The four-day Tongariro Northern Circuit winds its way around the sacred mountains of Tongariro National Park; Ngauruhoe, Ruapehu and Tongariro. The stunningly beautiful volcanic landscape holds a profound cultural and spiritual significance for the Māori Ngāti Tūwharetoa iwi. In 1886, the iwi gifted them to the New Zealand people as the country’s first national park. In 1993 Tongariro National Park became the first site in the world to be inscribed on the world heritage list for both its natural and cultural landscapes.

Day 1: Whakapapa Village to Mangatepopo Hut

Michael with pack on walking up scrubby inclineCloud down to ground level at first light and then a silver glow as the mountains come into being. Three mountains – Tongariro, Ngauruhoe and Ruapehu – form the heart of Tongariro National Park. Perched on the edge of the pacific rim of fire, Ngauruhoe and Ruapehu are among the most active volcanoes in the world.

The first stop for our shuttle bus to Whakapapa Village is the trailhead for the Tongariro Crossing, New Zealand’s most popular day walk. Even with a forecast of gale-force winds and below zero temperatures there are hundreds of people filing out of buses and heading into the wild.

We fortify ourselves with a coffee at the only cafe open in Whakapapa and set off across flowering alpine meadows to the edge of the lava flow. Mt Ruapehu is snow-capped and striking. The perfectly coned shaped Mt Ngauruhoe is haloed with clouds, like a classic Japanese print. Sacred mountains both, not just their summits but the paths to them, their lakes and their features. ‘Whatungarongaro te tangata toitu te whenua.’ Man passes but the land endures.

At Taranaki Falls, water spills over the edge of a lava flow into a pool rimmed with steel blue rocks. We walk on through beech forest and out across a craggy 14,700-year-old glacial moraine, following black lava-lined streams into an afternoon ringed by volcanoes. Small birds flit ahead of us, the sun shines and the wind is benign. 

Looking back towards the village we see the grand, art deco Tongariro Chalet, painted on the horizon as if illustrating a fairy tale. All around are valleys carved out by glaciers, alpine daisies, sphagnum moss. Tongariro with its flat top and steam vents is visible ahead. The huts on the Tongariro Northern Circuit all contain information on volcanic hazards and what to do if there’s an eruption. Move as quickly as possible down the mountain and, if there is no shelter, watch for flying fire-red rocks and avoid being hit by them. Alternatively, offer a prayer to the mountain gods.

The moon rises early and half full. The majority of the walkers staying at Mangatepopo Hut tonight are German and the conversations around the dinner table almost exclusively non-English.

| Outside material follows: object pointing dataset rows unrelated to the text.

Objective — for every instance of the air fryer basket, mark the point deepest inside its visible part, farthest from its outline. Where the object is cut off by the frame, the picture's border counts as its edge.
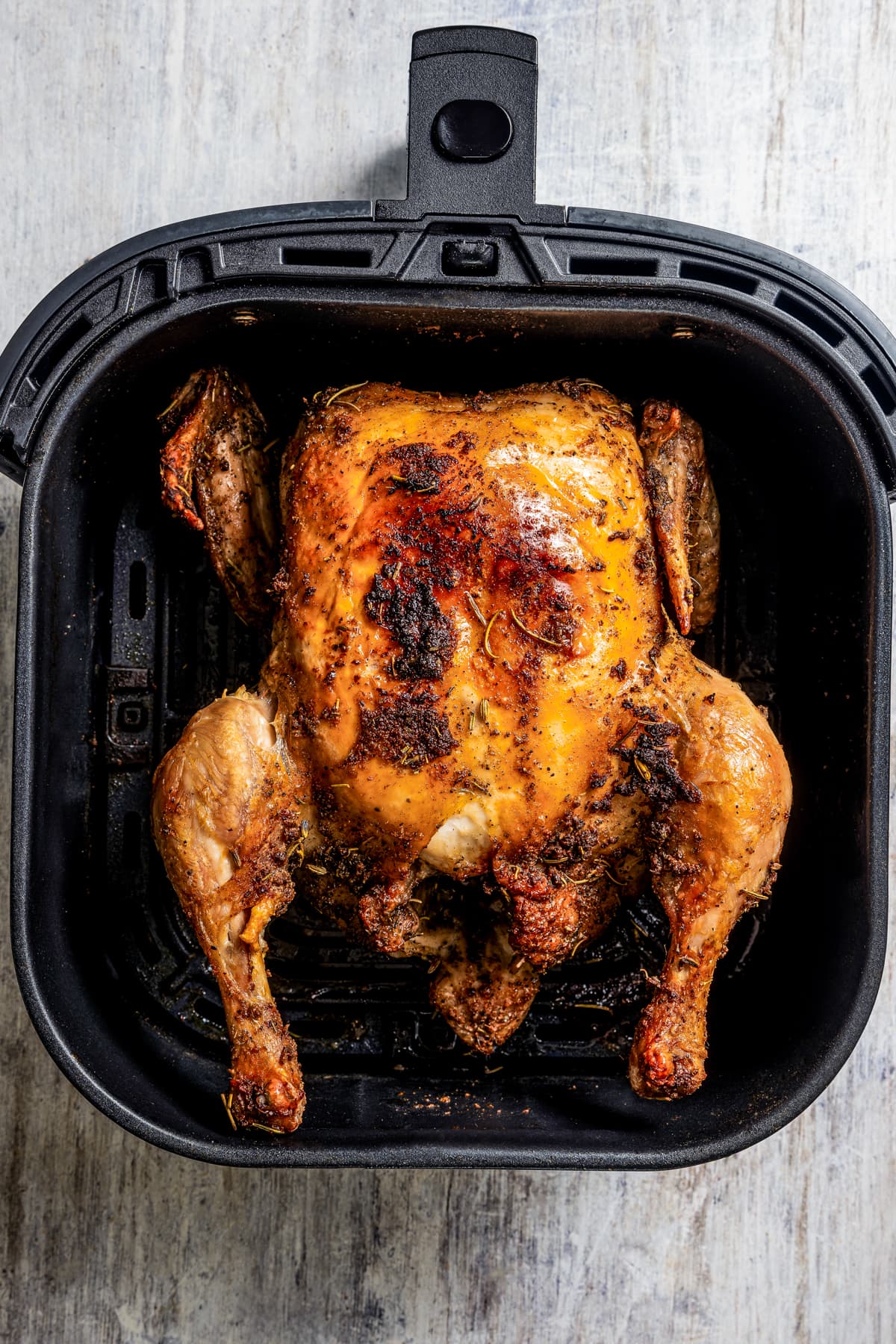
(124, 633)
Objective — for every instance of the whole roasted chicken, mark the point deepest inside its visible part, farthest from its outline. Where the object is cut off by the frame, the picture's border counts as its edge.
(479, 667)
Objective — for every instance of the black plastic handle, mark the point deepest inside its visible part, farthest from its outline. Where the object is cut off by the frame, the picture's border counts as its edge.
(470, 127)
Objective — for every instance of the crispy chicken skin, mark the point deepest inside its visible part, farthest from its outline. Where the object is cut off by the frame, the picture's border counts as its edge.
(472, 673)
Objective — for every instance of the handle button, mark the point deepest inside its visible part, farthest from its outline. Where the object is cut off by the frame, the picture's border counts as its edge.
(472, 131)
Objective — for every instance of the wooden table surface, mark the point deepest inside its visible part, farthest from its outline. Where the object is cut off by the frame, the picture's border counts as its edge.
(777, 121)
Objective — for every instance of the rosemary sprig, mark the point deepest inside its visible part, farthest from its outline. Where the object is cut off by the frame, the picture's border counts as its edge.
(534, 635)
(349, 388)
(488, 631)
(479, 615)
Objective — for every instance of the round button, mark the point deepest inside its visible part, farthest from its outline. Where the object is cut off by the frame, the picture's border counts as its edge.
(472, 129)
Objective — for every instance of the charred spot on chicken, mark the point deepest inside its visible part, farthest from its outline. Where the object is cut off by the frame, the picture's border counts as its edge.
(423, 557)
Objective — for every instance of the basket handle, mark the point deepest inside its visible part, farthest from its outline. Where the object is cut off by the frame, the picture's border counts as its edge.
(470, 128)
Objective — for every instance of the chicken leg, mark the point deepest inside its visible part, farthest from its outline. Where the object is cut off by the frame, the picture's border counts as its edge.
(225, 823)
(714, 855)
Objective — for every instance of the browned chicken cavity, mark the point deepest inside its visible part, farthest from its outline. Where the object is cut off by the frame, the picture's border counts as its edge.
(472, 673)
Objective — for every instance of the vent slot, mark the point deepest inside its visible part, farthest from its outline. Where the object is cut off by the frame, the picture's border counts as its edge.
(131, 836)
(137, 591)
(60, 349)
(718, 276)
(152, 284)
(358, 258)
(586, 265)
(809, 317)
(880, 390)
(193, 270)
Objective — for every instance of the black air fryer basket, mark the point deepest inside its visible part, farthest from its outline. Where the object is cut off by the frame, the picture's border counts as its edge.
(124, 633)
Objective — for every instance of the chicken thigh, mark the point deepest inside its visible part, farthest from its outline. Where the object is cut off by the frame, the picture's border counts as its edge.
(472, 672)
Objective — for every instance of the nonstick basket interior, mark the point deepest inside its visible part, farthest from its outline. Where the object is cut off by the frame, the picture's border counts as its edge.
(134, 635)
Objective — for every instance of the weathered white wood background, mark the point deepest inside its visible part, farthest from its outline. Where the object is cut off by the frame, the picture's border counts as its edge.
(773, 120)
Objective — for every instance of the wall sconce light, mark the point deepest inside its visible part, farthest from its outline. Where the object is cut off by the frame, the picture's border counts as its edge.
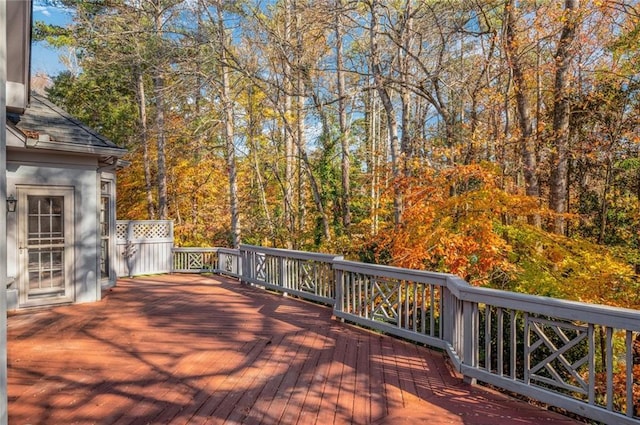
(11, 203)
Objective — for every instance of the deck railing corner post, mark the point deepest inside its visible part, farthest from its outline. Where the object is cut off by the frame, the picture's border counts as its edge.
(470, 338)
(337, 302)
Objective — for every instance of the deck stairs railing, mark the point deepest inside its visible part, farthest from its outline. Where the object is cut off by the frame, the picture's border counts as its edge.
(580, 357)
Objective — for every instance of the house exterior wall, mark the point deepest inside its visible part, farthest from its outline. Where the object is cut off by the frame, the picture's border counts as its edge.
(31, 168)
(18, 45)
(3, 214)
(110, 177)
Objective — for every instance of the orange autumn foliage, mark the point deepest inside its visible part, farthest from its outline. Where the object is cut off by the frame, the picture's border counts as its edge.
(448, 223)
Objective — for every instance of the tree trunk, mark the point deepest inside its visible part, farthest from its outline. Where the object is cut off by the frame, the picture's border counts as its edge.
(561, 111)
(144, 135)
(289, 145)
(392, 123)
(527, 137)
(230, 154)
(344, 130)
(158, 86)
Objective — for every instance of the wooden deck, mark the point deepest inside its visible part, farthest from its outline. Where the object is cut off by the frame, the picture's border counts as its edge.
(180, 349)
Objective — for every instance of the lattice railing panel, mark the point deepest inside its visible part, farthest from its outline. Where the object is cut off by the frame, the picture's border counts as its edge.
(159, 230)
(121, 231)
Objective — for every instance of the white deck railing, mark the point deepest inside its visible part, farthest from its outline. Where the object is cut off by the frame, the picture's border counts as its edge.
(580, 357)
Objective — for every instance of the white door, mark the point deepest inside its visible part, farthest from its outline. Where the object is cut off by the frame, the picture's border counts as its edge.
(46, 243)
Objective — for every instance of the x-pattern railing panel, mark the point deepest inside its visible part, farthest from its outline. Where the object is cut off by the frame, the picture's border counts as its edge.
(385, 299)
(261, 266)
(308, 277)
(561, 354)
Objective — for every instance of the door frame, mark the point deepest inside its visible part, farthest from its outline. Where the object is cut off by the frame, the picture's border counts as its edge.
(22, 210)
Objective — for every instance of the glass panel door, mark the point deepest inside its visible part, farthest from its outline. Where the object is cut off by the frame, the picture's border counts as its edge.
(46, 246)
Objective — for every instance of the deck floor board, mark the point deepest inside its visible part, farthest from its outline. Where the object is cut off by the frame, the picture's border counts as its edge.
(189, 349)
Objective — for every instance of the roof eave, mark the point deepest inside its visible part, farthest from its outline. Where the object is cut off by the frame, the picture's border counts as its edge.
(73, 148)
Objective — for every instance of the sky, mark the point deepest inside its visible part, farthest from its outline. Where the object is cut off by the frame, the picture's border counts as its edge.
(43, 57)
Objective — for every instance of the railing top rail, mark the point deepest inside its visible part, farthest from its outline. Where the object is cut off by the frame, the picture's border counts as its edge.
(616, 317)
(301, 255)
(422, 276)
(195, 249)
(143, 221)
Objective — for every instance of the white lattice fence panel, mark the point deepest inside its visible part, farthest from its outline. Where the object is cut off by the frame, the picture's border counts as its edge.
(122, 230)
(152, 230)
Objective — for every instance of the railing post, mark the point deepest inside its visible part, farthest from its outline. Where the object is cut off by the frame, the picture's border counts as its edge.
(337, 302)
(470, 337)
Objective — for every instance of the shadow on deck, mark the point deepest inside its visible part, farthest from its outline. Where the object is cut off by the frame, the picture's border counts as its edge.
(195, 349)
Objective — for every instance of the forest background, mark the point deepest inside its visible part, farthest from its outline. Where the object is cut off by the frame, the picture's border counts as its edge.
(495, 139)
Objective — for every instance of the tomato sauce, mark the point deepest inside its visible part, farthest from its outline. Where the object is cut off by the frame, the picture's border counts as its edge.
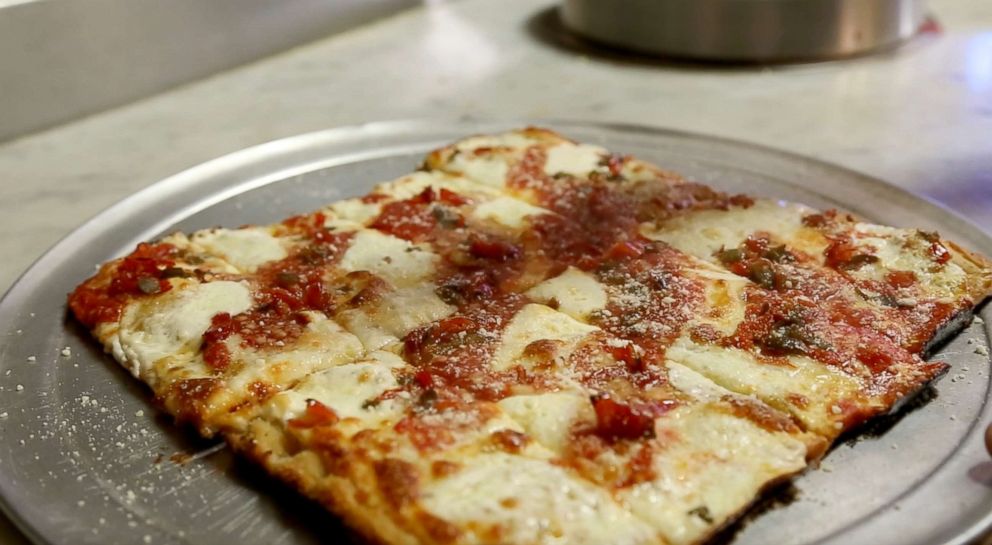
(145, 271)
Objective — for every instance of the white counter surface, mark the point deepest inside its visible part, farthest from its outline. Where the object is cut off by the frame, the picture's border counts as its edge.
(920, 117)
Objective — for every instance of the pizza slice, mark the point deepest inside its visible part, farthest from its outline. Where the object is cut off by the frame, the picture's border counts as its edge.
(909, 284)
(577, 450)
(802, 310)
(523, 343)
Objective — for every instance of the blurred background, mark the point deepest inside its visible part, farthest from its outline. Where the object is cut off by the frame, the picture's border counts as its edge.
(100, 98)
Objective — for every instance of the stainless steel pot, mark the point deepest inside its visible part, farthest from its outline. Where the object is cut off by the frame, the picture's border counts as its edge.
(746, 30)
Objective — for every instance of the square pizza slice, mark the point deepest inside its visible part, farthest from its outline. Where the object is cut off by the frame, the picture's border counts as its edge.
(528, 342)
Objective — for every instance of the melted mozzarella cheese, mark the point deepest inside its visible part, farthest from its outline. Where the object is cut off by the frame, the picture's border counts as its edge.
(534, 323)
(549, 418)
(704, 232)
(507, 211)
(904, 250)
(576, 159)
(818, 385)
(578, 294)
(245, 248)
(174, 322)
(395, 314)
(487, 170)
(719, 463)
(531, 502)
(395, 260)
(322, 344)
(346, 389)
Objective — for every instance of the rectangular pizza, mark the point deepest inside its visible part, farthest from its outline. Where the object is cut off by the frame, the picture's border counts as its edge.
(535, 341)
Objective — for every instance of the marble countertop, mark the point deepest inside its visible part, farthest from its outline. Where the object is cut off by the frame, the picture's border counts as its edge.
(919, 117)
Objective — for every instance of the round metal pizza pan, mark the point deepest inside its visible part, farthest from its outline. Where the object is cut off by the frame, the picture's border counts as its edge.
(86, 458)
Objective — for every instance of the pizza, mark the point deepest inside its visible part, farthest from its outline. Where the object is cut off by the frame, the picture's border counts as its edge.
(531, 340)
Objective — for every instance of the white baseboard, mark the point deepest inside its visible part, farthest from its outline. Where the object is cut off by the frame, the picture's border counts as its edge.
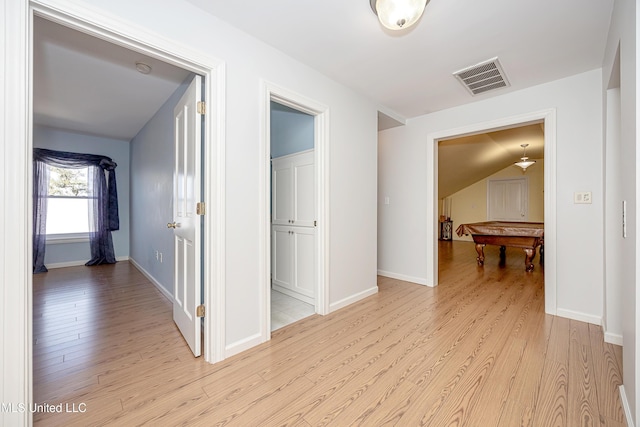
(613, 338)
(576, 315)
(152, 279)
(626, 407)
(353, 298)
(78, 263)
(418, 280)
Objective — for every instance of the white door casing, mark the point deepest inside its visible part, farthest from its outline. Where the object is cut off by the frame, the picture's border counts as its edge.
(507, 199)
(186, 222)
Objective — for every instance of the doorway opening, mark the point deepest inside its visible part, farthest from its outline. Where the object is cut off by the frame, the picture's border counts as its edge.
(294, 215)
(435, 195)
(130, 37)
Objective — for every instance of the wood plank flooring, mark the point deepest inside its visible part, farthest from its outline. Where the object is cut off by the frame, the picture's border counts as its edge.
(478, 350)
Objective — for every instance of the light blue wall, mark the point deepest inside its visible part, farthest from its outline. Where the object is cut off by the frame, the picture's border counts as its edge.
(152, 193)
(118, 150)
(291, 131)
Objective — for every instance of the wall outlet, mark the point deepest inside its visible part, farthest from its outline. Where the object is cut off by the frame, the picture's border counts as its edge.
(583, 197)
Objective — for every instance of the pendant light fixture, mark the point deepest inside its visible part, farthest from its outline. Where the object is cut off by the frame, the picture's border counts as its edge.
(398, 14)
(524, 162)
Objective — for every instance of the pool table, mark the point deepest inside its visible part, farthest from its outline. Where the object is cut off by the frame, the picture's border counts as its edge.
(525, 235)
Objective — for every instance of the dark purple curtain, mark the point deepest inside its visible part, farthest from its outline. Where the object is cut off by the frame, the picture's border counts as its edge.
(103, 207)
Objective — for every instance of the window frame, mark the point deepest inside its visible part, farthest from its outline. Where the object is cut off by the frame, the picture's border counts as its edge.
(73, 237)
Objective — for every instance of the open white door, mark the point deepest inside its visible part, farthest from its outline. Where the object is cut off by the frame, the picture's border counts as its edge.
(186, 223)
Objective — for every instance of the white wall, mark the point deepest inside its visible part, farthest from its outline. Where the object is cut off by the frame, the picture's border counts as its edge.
(54, 139)
(403, 176)
(152, 163)
(623, 33)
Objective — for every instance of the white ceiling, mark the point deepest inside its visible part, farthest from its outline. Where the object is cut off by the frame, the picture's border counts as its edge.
(410, 72)
(87, 85)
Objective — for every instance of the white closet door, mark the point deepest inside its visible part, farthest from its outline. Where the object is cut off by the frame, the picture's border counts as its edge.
(304, 202)
(304, 260)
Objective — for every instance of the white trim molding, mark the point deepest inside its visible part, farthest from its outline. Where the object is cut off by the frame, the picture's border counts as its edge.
(549, 118)
(153, 280)
(403, 277)
(353, 298)
(130, 35)
(625, 406)
(15, 219)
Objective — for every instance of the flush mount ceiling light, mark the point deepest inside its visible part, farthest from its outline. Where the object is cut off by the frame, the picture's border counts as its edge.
(143, 68)
(398, 14)
(524, 162)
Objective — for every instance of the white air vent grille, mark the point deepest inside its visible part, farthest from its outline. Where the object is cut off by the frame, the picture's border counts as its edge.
(483, 77)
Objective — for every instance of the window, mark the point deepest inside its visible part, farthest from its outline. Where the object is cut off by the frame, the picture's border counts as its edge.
(68, 202)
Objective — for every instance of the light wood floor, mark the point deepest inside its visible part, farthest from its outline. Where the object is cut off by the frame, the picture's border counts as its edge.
(476, 351)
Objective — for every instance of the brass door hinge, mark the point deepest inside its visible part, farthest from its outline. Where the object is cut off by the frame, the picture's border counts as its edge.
(200, 208)
(202, 107)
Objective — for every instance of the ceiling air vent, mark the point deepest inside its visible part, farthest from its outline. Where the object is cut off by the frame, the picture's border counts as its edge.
(483, 77)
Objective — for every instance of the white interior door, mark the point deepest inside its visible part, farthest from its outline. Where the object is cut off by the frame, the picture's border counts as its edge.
(508, 199)
(186, 221)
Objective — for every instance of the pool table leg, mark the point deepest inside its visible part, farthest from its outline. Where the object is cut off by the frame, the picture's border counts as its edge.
(480, 250)
(528, 260)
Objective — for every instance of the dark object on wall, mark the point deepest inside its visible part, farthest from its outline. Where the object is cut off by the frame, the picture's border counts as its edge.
(105, 203)
(446, 230)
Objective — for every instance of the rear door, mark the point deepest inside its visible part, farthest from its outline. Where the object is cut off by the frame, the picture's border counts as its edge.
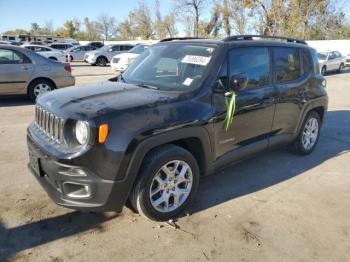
(332, 63)
(255, 106)
(291, 86)
(15, 71)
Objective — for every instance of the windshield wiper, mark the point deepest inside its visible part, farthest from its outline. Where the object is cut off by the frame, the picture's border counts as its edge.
(122, 78)
(147, 86)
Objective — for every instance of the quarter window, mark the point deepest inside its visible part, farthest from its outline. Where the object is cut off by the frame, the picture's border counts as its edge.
(12, 57)
(306, 61)
(252, 61)
(287, 64)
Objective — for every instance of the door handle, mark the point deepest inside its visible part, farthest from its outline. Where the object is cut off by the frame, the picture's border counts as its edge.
(268, 100)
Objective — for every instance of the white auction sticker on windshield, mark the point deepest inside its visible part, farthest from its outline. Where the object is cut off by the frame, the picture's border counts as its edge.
(196, 60)
(188, 81)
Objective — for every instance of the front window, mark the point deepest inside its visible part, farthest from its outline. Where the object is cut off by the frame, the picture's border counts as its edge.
(138, 49)
(170, 67)
(322, 56)
(106, 48)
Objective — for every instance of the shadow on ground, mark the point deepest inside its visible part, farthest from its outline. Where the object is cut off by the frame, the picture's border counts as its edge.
(30, 235)
(247, 177)
(15, 100)
(273, 167)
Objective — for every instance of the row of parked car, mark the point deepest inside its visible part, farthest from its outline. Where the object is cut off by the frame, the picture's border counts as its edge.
(119, 56)
(36, 69)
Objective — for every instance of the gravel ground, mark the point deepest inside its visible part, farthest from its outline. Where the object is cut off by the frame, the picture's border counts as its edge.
(274, 207)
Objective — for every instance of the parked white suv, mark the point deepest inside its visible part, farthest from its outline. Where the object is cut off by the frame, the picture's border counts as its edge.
(104, 55)
(77, 53)
(331, 61)
(47, 52)
(121, 61)
(347, 62)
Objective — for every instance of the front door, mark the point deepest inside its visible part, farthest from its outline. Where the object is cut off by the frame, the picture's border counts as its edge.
(15, 71)
(252, 121)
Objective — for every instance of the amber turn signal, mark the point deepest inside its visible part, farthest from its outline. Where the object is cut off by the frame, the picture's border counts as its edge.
(102, 133)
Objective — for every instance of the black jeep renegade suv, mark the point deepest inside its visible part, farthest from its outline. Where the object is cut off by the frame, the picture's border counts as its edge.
(151, 133)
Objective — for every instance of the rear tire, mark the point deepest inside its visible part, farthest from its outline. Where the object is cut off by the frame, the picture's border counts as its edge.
(101, 61)
(341, 67)
(167, 183)
(39, 87)
(309, 134)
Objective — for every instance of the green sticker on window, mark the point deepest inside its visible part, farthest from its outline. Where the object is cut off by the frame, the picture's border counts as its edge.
(230, 110)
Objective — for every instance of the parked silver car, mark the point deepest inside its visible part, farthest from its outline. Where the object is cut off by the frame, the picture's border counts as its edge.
(331, 61)
(77, 53)
(23, 71)
(104, 55)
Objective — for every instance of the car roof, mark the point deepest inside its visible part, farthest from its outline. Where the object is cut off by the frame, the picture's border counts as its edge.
(244, 41)
(36, 45)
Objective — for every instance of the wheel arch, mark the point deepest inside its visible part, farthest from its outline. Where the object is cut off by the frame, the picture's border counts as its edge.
(319, 107)
(41, 78)
(194, 139)
(103, 56)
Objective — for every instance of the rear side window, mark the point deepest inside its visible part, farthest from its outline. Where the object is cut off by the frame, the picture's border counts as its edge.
(252, 61)
(314, 56)
(307, 61)
(286, 64)
(12, 57)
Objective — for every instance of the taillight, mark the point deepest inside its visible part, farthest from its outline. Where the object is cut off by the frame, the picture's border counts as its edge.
(68, 68)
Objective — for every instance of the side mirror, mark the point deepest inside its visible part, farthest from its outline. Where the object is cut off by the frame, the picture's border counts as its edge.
(238, 82)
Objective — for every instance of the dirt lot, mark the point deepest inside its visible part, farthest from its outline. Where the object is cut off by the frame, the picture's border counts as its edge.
(274, 207)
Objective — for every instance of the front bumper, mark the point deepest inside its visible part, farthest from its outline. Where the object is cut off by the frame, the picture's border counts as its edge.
(91, 59)
(64, 81)
(74, 186)
(119, 67)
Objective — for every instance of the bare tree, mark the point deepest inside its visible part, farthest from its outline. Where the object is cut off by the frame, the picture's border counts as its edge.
(106, 25)
(193, 9)
(48, 27)
(142, 19)
(164, 27)
(126, 29)
(91, 30)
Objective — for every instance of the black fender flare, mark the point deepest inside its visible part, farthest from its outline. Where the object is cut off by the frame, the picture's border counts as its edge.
(167, 137)
(320, 102)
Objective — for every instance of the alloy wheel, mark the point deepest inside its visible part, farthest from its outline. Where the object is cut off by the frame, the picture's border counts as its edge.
(171, 186)
(41, 89)
(310, 133)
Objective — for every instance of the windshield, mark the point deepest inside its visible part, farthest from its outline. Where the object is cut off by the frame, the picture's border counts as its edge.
(138, 49)
(106, 47)
(170, 67)
(322, 56)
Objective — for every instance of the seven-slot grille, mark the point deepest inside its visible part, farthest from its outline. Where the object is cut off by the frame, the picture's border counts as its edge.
(49, 124)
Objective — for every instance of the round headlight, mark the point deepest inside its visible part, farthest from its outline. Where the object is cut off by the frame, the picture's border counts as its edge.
(82, 132)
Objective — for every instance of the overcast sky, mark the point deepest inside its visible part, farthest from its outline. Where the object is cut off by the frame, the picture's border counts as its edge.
(21, 13)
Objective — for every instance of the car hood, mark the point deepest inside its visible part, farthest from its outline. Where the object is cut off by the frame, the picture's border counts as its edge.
(98, 100)
(126, 55)
(94, 52)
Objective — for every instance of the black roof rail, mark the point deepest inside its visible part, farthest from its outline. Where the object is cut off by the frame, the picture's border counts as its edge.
(179, 38)
(250, 37)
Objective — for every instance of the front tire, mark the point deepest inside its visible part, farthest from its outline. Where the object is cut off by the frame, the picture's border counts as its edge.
(308, 135)
(101, 61)
(38, 88)
(167, 183)
(341, 68)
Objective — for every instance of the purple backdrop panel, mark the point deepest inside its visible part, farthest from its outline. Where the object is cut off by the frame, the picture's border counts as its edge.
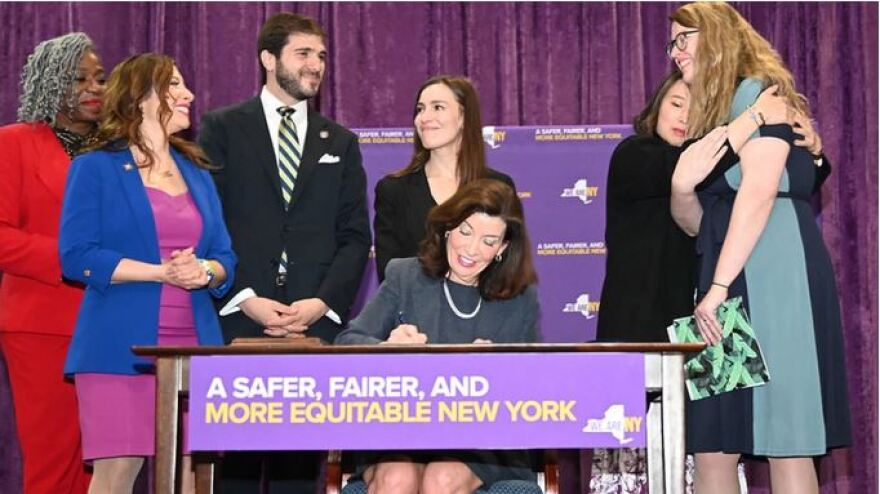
(560, 173)
(442, 401)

Day 2: Mangatepopo Hut to Oturere Hut

Close up of Michael & Ana in wet/cold weather gear in white out conditions

Out into heavy early morning mist and across lava fields to Soda Springs. Acidic water falls spectacularly down a wall of lava; the vegetation at its base is lush and bright with buttercups. Then into the seemingly impenetrable cloud, up the Devil’s Staircase to the saddle and across South Crater. Visibility severely reduced, the wind roaring and gusting to 65 kilometres per hour. The climb up to Red Crater treacherous. Loose scree, the path narrow, the slopes steep, moisture turning to ice. The ever-present threat of being swept off our feet. The mountain alive to its name: Tongariro from tonga, a cold southerly blast of wind, and riro, to be seized or carried away.

The Red Crater lost in a whiteout. The Emerald Lakes as mystical as a dream, two pools of pearly emerald emerging from the cloud. Lakes of otherworldly beauty. Fumaroles venting steam and gas. The earth hissing as it is scorched and blackened by the heat of one or other of the twelve active volcanoes and vents within a five-kilometre radius.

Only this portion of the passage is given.